A few days ago, Ram and I were walking from his house to the main road. Ram is the head of NEFAD and my partner here. It was just after lunch, and while the temperature was by no means extreme (it was probably in the mid-eighties at most), the humidity and lack of a breeze meant that after only a few moments outside, one is inevitably drenched in sweat.
Fresh off of a long conversation over lunch, we walked in silence for the most part. I was still familiarizing myself with his neighborhood. Schools, shops, and homes crowd the small, winding road between the main drag and Ram’s house.
Ram’s neighborhood was spared the worst of the earthquake – most of the homes are solidly built and newer construction. No matter what the neighborhood, however, the most ubiquitous sign of the earthquake is found in the crumbling brick walls that generally separate compounds from the road and each other.
These walls are usually made from brick and mud and overnight a significant portion of them crumbled. fell. Throughout my own neighborhood and Ram’s one could see new walls being built – sometimes of concrete and sometimes crafted from the rubble that remained. (I have been told that new regulations require all newly constructed walls be under 4 feet high. I’m skeptical, because I would imagine that regulation is in meters and 1.2192 meters seems arbitrary.)
In any case, Ram and I passed plenty of walls like that. But one in particular stood out because, instead of any attempt to rebuild, two gargantuan spools of razor wire were simply piled onto the rubble.
When Ram caught me looking at it, he told me that it was military barracks. He told me that the Nepalese government had detained many people there during the civil war, and that between September and December of 2003, 49 people were detained there who never made it out. There is no record of their execution or transfer – they simply vanished.
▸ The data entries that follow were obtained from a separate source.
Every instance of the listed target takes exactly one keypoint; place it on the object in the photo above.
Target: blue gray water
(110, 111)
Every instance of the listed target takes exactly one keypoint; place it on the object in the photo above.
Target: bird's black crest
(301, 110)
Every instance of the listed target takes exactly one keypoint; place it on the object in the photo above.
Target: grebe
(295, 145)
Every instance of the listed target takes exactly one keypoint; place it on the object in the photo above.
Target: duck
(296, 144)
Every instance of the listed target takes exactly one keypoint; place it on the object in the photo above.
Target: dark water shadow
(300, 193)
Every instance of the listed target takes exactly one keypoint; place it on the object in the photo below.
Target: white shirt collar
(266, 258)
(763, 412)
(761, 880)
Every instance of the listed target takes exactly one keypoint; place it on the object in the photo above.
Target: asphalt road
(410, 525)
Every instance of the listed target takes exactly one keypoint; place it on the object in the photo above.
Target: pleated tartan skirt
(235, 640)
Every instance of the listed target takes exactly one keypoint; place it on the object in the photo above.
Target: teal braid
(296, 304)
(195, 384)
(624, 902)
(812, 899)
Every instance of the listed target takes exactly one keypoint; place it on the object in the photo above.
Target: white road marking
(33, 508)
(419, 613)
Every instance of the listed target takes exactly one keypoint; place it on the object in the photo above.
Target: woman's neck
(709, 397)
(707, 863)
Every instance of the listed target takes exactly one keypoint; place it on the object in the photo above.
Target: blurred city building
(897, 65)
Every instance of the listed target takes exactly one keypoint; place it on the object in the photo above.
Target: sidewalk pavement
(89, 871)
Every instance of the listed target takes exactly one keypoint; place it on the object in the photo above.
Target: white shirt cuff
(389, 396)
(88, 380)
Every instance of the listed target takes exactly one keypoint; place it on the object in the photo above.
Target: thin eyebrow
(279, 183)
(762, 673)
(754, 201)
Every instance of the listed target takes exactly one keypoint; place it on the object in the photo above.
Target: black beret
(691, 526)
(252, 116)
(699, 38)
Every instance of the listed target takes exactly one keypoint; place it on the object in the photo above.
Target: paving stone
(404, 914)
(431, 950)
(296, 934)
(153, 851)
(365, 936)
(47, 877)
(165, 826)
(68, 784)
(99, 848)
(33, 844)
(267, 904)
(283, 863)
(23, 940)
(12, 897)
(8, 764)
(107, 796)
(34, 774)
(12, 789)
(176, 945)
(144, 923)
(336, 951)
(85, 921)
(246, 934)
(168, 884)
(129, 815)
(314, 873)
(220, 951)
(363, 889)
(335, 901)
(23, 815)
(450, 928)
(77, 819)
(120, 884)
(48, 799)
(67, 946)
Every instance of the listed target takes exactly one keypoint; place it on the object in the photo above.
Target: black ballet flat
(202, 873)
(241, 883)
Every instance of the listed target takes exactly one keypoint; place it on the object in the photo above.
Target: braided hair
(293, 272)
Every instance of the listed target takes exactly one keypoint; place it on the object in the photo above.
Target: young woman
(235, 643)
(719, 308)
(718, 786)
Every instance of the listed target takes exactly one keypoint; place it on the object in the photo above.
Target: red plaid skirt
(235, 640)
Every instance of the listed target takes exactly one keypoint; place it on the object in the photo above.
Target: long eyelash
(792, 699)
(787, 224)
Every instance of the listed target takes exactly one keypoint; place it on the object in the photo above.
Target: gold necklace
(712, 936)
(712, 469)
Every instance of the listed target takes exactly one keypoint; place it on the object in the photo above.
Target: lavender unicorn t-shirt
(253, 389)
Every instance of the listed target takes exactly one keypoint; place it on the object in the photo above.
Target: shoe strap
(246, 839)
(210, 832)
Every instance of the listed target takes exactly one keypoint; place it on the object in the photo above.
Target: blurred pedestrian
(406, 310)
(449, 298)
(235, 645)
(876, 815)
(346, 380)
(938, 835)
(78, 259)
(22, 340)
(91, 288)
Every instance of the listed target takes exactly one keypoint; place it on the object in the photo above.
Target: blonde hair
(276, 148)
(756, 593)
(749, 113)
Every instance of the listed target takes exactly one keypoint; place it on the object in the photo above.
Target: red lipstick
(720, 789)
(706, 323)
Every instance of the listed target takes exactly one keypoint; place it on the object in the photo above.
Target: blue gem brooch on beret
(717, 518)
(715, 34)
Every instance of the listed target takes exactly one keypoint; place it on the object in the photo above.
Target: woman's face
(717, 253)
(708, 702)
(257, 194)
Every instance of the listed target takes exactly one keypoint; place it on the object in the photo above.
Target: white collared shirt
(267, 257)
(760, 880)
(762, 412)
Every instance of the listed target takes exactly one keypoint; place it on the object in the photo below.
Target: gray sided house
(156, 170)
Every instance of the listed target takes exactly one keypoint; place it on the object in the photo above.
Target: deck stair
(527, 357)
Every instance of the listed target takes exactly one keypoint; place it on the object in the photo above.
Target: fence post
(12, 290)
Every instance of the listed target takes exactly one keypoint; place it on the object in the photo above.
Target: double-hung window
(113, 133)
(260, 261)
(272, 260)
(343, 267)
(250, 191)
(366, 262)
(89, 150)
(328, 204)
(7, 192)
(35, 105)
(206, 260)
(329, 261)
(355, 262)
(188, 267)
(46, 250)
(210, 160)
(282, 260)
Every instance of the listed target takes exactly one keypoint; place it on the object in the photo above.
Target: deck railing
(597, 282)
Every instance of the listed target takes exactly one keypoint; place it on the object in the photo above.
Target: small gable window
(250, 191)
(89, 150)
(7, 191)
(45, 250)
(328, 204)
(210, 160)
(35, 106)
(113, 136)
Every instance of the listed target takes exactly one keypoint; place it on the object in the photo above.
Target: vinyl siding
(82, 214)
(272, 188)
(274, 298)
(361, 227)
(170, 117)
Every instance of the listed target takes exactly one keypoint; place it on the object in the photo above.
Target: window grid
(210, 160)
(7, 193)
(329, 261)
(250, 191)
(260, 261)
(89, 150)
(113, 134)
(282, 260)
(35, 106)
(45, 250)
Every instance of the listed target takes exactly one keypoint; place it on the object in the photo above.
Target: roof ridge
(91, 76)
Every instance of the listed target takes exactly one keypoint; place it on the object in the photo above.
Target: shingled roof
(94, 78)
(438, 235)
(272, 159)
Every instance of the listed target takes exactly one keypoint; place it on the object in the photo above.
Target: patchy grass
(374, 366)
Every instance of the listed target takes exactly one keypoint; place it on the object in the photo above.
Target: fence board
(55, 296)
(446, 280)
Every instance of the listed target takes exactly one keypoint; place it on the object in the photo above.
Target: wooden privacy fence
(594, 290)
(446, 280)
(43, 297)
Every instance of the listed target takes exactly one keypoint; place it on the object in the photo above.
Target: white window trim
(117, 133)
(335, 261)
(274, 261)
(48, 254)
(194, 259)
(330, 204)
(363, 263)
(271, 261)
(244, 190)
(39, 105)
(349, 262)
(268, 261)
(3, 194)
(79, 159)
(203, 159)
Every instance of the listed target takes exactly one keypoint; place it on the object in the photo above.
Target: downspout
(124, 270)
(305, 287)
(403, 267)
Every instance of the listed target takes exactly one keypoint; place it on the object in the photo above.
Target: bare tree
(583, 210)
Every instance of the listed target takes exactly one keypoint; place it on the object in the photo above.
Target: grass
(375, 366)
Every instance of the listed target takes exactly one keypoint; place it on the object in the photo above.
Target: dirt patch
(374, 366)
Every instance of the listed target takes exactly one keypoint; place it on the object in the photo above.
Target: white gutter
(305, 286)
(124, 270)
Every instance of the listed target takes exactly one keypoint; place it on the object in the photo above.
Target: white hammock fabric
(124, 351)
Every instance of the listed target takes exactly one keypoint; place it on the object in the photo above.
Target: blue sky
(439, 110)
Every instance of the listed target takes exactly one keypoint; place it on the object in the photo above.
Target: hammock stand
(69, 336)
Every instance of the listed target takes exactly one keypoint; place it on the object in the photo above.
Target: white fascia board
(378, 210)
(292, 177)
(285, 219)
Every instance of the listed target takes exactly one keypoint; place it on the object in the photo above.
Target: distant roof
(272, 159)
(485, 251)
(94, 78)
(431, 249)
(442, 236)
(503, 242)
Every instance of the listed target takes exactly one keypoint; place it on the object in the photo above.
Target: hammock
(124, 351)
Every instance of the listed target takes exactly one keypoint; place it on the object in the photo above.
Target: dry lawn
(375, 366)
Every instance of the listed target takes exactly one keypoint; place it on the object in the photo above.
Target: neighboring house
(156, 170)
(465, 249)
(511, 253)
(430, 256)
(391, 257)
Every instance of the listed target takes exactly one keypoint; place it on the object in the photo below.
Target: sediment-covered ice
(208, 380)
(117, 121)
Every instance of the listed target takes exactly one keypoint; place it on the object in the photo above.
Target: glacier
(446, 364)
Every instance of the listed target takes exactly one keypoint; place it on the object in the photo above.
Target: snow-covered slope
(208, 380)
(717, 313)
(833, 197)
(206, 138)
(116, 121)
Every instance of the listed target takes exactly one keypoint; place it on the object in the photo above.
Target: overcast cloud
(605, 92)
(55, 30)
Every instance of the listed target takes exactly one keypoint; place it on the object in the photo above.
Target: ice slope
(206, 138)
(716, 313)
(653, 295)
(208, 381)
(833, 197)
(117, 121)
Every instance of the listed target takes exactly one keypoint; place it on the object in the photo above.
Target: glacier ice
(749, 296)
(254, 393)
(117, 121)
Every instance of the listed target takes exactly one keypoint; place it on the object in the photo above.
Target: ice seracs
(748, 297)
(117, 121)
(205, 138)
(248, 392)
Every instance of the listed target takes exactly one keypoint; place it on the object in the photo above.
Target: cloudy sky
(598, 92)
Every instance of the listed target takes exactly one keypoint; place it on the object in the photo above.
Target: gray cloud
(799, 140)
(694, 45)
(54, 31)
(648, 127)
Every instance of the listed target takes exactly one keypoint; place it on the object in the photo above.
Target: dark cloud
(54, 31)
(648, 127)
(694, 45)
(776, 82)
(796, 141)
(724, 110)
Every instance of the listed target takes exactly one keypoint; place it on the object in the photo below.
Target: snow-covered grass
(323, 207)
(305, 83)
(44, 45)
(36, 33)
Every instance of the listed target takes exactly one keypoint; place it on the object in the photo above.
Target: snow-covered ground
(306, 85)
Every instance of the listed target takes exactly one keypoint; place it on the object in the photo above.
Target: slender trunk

It was a stark reminder of how there is no separation here between these disappearances and everyday life for the families – it is not some theoretical or abstract concept. Ram walks by this military barracks every day. He is immersed in it.
For half a second, I thought to snap a picture of the spools of razor wire, but two things stopped me: the first was the lighting – it was midday and the lighting was horrible. The second was the young man in the guard tower wielding an L1A1 that reminded me that it was a military barracks and it’s generally a poor decision to photograph those.
So I hope you accept my apology for not appending a photograph. Here’s an illustration from the Office of the High Commissioner for Human Rights, Nepal’s report entitled “Report of investigation into arbitrary detention, torture and disappearances at Maharajgunj RNA barracks, Kathmandu, in 2003–2004:”
Those aren’t exactly summer reading. They are incredibly depressing, actually. Now, imagine having to think about those two documents every evening on your way home. That is the nature of impunity.